PatentLex

The PatentLex System
Initial release	January 2016
Written in	Perl, Python, PHP, JavaScript, React, Material UI
Engine
Operating system	Cross-platform
Platform	Linux / Apache / MySQL / PHP
Standard(s)	Unicode
Available in	English, Traditional and Simplified Chinese
Type	Corpus
Website	patentlex.chilin.hk

Search PatentLex on Amazon.PatentLex is a unique searchable platform of bilingual Chinese-English terms in science and technology. It aims at solving cross-linguistic communication problems involving skills such as understanding words in the source language or expressing concepts in the target language. The human interlocutors or the natural language processing (NLP) systems will sooner than later come across the major linguistic problem of lexical deficiency, known as OOV (out of vocabulary) problem, a term coined by researchers in statistical machine translation, and used commonly in NLP. The problem manifests itself because similar or identical concepts are often encoded differently in any pair of languages, and because of the incapacity of the human being or its digital analogy to capture the differences correctly and exhaustively. While the human being has physical limitations and the computer has now practically almost unlimited capacity, the problem persists because developments in human culture and society, especially in science and technology, constantly outpace developments in terminological research and lexicography. A good source of data to bootstrap developments in scientific and technological terminology would be bilingual patents.

Another problem is the non-isomorphic correspondence of the semantic mapping of the conceptual spaces in different languages. This is manifested as what may be called multiple renditions of a source language term in the target language, which would challenge both the human interlocutor and the NLP system so that further efforts are needed to check and analyse the actual usage of the alternate terms to make the correct selection.

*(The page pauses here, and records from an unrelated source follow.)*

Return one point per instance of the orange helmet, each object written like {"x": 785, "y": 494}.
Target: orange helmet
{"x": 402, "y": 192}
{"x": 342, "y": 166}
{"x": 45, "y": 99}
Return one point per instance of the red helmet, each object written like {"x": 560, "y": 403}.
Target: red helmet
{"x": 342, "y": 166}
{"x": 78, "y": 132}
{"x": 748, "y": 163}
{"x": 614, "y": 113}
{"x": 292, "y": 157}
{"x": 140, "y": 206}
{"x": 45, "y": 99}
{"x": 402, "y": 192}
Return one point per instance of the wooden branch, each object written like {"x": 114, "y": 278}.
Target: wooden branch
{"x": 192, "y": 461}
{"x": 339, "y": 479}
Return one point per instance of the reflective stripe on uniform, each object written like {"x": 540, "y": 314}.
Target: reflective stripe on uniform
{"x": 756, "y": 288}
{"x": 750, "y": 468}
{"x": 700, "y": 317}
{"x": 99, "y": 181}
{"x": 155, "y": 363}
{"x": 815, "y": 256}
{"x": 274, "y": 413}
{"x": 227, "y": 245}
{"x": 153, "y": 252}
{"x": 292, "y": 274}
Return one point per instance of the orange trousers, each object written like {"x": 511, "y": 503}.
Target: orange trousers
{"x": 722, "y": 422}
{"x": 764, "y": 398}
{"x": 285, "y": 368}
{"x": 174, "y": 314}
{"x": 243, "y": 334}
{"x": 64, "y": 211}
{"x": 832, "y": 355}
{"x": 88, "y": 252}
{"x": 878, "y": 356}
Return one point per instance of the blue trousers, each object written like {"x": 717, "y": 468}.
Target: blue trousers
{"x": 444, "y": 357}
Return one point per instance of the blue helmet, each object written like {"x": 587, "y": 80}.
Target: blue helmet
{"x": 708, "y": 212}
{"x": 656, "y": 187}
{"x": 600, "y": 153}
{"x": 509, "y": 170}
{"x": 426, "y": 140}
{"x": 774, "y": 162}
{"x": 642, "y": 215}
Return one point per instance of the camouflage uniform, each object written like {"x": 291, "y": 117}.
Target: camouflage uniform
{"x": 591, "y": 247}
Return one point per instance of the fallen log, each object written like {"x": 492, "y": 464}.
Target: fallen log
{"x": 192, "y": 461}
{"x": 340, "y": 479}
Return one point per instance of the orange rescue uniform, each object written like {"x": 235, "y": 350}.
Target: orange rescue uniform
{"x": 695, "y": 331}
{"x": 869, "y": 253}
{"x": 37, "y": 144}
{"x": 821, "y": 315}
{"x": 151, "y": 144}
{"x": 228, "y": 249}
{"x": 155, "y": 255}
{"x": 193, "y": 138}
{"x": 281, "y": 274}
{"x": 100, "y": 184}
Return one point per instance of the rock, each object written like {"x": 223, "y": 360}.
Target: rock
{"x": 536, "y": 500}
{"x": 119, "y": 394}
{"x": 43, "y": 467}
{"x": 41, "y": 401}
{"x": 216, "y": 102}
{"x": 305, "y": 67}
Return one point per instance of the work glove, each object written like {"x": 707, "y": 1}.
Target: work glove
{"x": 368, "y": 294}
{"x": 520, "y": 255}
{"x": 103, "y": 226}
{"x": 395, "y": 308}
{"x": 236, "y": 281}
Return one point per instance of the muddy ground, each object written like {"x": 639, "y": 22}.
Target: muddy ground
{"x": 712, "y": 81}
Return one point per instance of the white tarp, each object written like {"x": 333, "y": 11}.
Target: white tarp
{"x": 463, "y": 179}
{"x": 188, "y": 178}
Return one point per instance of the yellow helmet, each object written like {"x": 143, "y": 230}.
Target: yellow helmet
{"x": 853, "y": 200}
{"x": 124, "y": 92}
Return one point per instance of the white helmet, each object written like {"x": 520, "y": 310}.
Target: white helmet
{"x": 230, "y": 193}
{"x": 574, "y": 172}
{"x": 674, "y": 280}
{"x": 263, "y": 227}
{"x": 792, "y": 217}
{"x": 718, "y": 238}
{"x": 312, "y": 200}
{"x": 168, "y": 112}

PatentLex has resulted from filtering 10 years’ of successfully filed Chinese and English patents, consisting of a total of 1.8 million patents (involving 5 trillion English words, and 12 billion Chinese characters), to obtain over 300,000 parallel or comparable Chinese and English patents^[1]^[2], consisting of 1 billion English words and 2 million Chinese characters, which form the basis of the comparable texts for the cultivation of this platform.

The comparable corpus has gone through several more language engineering efforts to perform further cultivation and filtering, such as an iterative approach to align the sentences to obtain statistically determined Chinese-English parallel sentence pairs. The resultant set then goes through a process of bilingual multi-word extraction, which is in turn used to augment the bilingual sentence alignment process and the extraction of compound words.

Cultivation

The comparable corpus of bilingual patents constitute a sub-type of parallel texts. The patent documents are split into sentences (one kind of text segmentation), and resultant sentence pairs go through a sentence alignment process. An ensemble of alignment algorithms and tools are applied, including dynamic programming technique which can match 1-to-n sentence fragments into sentence pairs on the basis of length-based and lexicon-based features, as well as bilateral translation probabilities.

A new corpus of Chinese-English parallel sentence pairs is created which include partial sentence components. The resultant set then goes through a process of bilingual multi-word extraction, which is in turn used to augment the lexicon-based bilingual sentence alignment process, forming an iterative approach to yield increasingly better results.

Language Resources for Machine Translation and NLP

Finally, a corpus of over 30 million high quality sentence pairs is obtained, with over 900 million English words and 1.9 billion Chinese characters. The initial bilingual sentence pairs obtained in the exercise in 2009 provided the training corpora for the participants and for their performance assessment in first two international Chinese-English patent MT competitions organised by NII Testbeds and Community for Information Access Research (NTCIR) of National Institute of Informatics (NII) in Tokyo in 2011 ^[3] and 2013 ^[4]. Work since then has involved automatic and semi-automatic curation efforts and has further provided bilingual and linguistically well-formed compound words from this corpus of bilingual sentence pairs.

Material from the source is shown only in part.